By Tanja Goodwin At a recent speech at DRI, Andrew Rugasira described what happened as Good African Coffee, the business he founded in Uganda’s Rwenzori mountains, began to take off. As farmers began to produce higher quality coffee and see higher prices for their crops:

Something really extraordinary began to happen.  The values that we don’t really hear about in a lot of these development reports began to manifest: entrepreneurship, business exposure, dignity, esteem, the pride in producing a product that they knew was going into a market…

[vimeo https://vimeo.com/78374531]

Find Andrew's full speech and other video from DRI's conference here

While the role of beliefs and values as catalysts for economic growth may still be “underrated and underdebated,” development economists have recently begun taking a closer look.  As a new working paper by Chris Coyne and Claudia Williamson explains, higher levels of self-determination, mutual respect and trust allow impersonal market transactions to happen efficiently, and more market transactions improve economic specialization and productivity.

Since every pound of African coffee we buy in the US relies upon dozens of formal and informal contracts between farmers, packagers, exporters and retailers, the “culture of contracting” matters. And contracts rely on interpersonal trust between strangers each pursuing his or her own self-interest.

Trade sets off a positive feedback loop: In Uganda, the more local producers sell their coffee to strangers, the more they will trust new buyers.

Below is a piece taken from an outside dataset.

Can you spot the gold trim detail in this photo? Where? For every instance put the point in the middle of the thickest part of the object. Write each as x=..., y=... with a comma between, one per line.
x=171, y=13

The more buyers receive good quality the more they will trust, and look for, coffee from Uganda. Trade induces more trade.

But does aid induce more trade? For Coyne and Williamson, aid flows tend to create dependency and weaken the incentives for people to engage in business and trade, economic activities that rely upon contracts. Where aid triggers rent-seeking activities like corruption or fraud, it is also likely to reduce trust among strangers.

Coyne and Williamson find empirical evidence that trade and aid affect values in opposite ways. This implies it’s the business relationships—not the handouts—that help African farmers in the long run. Yet for Rugasira, getting investors and retailers to look beyond Uganda’s image as war-torn playground of Idi Amin or Joseph Kony has been incredibly difficult. He concluded, “If we treat [African people] like entrepreneurs, people with dignity and self-respect…we might find that we have a different set of results.”